There are limitations of the study; no controls or comparators were included in the external validation cohort, since the IMCCP study was designed before those recommendations from ACR/EULAR were in place, requiring future validation. A validation study using comparators is underway, but we encourage additional validation studies in different populations. Another limitation largely unavoidable in observational data is the high frequency of missing data in the derivation data set and validation samples, reflecting differences in practice patterns in evaluating patients. Nevertheless, 80% of cases and comparators had muscle biopsy data available, whereas magnetic resonance imaging (MRI) data and electromyography were only available for 38% and 29% of cases, respectively, reflecting their limited usage in clinical diagnosis. However, MRI data and electromyography examination are still important for diagnostic purposes of IIM. Patients studied had to have their disease for at least 6 months, which did not allow us to study new‐onset patients. Importantly, these criteria are proposed as classification criteria in research and in clinical trials, not as diagnostic criteria 35.There is also some possibility that the cut points established for probable and definite myositis will need adjustment when tested with new populations of patients.
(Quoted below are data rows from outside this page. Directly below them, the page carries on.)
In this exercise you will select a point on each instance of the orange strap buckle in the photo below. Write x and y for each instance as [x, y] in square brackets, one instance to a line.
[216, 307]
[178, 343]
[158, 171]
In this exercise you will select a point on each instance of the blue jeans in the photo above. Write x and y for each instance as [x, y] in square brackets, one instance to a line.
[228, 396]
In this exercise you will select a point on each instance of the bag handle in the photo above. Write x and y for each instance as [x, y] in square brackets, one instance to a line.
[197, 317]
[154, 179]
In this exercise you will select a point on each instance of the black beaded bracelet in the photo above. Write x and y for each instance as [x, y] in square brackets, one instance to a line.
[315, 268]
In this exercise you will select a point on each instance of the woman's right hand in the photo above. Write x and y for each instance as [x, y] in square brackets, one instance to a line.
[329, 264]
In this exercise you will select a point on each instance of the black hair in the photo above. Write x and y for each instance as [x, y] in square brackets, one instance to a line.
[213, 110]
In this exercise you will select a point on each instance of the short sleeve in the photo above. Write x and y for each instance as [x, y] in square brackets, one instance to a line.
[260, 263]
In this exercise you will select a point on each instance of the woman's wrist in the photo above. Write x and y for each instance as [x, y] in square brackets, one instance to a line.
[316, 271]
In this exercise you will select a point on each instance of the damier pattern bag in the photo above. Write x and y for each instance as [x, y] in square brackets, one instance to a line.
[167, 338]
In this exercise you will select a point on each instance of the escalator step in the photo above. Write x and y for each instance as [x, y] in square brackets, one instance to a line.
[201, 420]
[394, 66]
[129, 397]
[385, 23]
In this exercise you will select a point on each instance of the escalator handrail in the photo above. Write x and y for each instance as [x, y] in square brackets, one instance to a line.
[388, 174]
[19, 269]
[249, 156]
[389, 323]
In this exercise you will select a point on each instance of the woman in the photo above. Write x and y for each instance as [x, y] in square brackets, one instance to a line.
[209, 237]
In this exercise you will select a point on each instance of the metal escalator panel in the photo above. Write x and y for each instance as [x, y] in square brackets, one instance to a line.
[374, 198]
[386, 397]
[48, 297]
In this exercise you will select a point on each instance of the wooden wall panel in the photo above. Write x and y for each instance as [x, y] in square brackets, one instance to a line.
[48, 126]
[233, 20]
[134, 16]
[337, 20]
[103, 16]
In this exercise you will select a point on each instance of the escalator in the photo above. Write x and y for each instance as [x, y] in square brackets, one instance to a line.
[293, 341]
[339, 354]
It took almost 10 years to assemble sufficient numbers of patients with these rare diseases, and 3 subgroups did not have enough subjects to study adequately. During this period, a new IIM subgroup became recognized, IMNM 36, of which only a few cases were included in the study. IMNM cases could thus not be distinguished from PM in the subclassification tree. Another subgroup with few cases was juvenile PM, making a data‐derived distinction from JDM impossible. However, pediatric rheumatology experts in the IMCCP recommended that the adult subclassification of IIM could be used for juvenile PM by extrapolation (Figure 2). IBM cases were identified in the subclassification tree by the clinical features of finger flexor weakness and no response to treatment, or by the presence of rimmed vacuoles in muscle biopsies 37.

Another limitation was the low frequency of myositis‐specific autoantibodies documented. Five myositis‐specific autoantibodies were included: anti–Jo‐1, anti–Mi‐2, anti–signal recognition particle, anti–PL‐7, and anti–PL‐12 antibodies, and all were strongly associated with IIM. However, only anti–Jo‐1 autoantibody had a significant number of observations (n = 1,062) to permit analyses and inclusion in the classification criteria. A future update of the EULAR/ACR classification criteria should include the more recently‐identified myositis‐specific autoantibodies 21, 22, in addition to more patients with IMNM, ADM, hypomyopathic DM, and juvenile cases other than JDM.

Recommendations

Conclusions

New classification criteria for IIM and the major IIM subgroups have been developed. These data‐driven criteria have a good feasibility, high sensitivity and specificity, have been partly validated in external cohorts, and are superior to previous criteria in capturing different subgroups of IIM. Revision of the criteria in the future will be important when additional validated myositis autoantibody tests, imaging, and other tests are available in more IIM cases and comparator cases without IIM.

Author Contributions

All authors were involved in drafting the article or revising it critically for important intellectual content, and all authors approved the final version to be published. Dr. Lundberg had full access to all of the data in the study and takes responsibility for the integrity of the data and the accuracy of the data analysis.